El proceso de fundición de la de Llombai se llevó a cabo sobre el año 1350. Tiene un diámetro de 15 centímetros y es anepígrafa, es decir, no tiene ninguna leyenda o inscripción. Está rota y soldada y tiene cordones agrupados de dos en dos. Se encuentra en la parroquia de la Santa Creu, construida a mediados del siglo XVI. Fue fundada por Francesc de Borja, IV duque de Gandía y primer marqués de Llombai. Las obras comenzaron en 1543 y finalizaron en 1548. Desde sus inicios, el convento se convirtió en un referente y un foco cultural a nivel cultural y general del Reino de València, ya que por allí pasaron personajes muy relevantes a nivel intelectual como Joan Micó o San Luis Beltrán. Actualmente, el campanario cuenta con tres campanas: dos menores llamadas Antonia y San Francisco de Borja y la mayor, Rosario, con un peso de 625 kilogramos.
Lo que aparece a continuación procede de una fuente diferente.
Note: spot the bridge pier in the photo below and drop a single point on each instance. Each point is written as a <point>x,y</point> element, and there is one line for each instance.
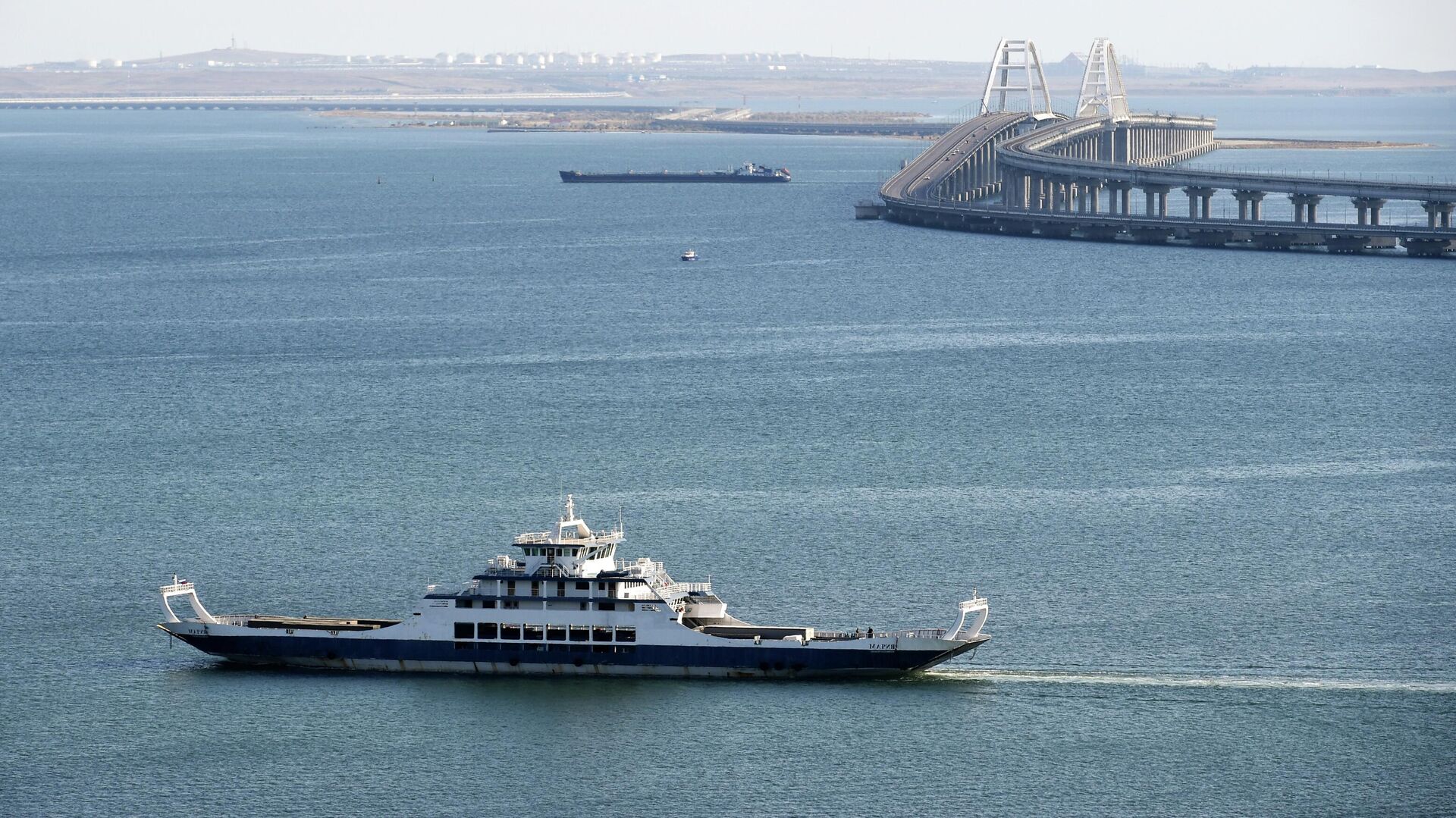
<point>1439,215</point>
<point>1156,199</point>
<point>1119,197</point>
<point>1251,204</point>
<point>1200,201</point>
<point>1367,204</point>
<point>1305,202</point>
En cuanto a la campana la Grande de Carcaixent, data del año 1528 y en su estructura figura una inscripción poco habitual en minúscula, extendida en dos líneas: «+ títulos triumfalis ihs nasarenus rex iudeorum misere no/bis any mil ccccc xxviii». No obstante, reúne las características que podrían evidenciar que es un siglo más antigua. Entre medio de la segunda línea del texto hay dos Ecce Homo o Varón de Dolores y dos Virgen María con el niño Jesús. También tiene repetido «te deum laudamus» cuatro veces junto a una guirnalda vegetal, además de la típica hebilla con el «Ave María». Tiene un diámetro de 82 centímetros y pesa 319 kilógramos aproximadamente. Se encuentra en la sala de campanas de la parroquia de San Bartolomé, declarada Bien de Interés Cultural en 1981. La iglesia fue construida en el siglo XVI, después de que los vecinos de Ternils, un poblado morisco cercano al pueblo de Cogullada y el núcleo habitado más antiguo del término de Carcaixent, se trasladaran allí debido a las epidemias y las continuas riadas del Xúquer. La única portada se sitúa, al igual que su torre, a los pies, está labrada en piedra y presenta una ordenada armonía. De la primitiva estructura quedan pocos restos, solo en la zona del presbiterio y la sacristía. Lo demás es más reciente, del XVII, cuando se efectuaron reformas ampliándose la nave y construyéndose las capillas laterales.

De Ternils, solo queda la antigua iglesia de San Bartolomé, actual Ermita de Sant Roc, situada en la carretera que va desde Alberic a Cogullada, en un recodo a la izquierda junto a cipreses y aligoneros. Apenas quedan vestigios de la época, pero muchos objetos de culto del templo fueron llevados a Cogullada al quedar abandonado, por lo que la campana gótica no es el único tesoro que se custodia: también hay una tabla dedicada a Nuestra Señora de la Leche o la que donó el papa Paulo III de la Virgen de la Salut o los altares dedicados a Santa Margarita, San Juan y San Antonio Abad.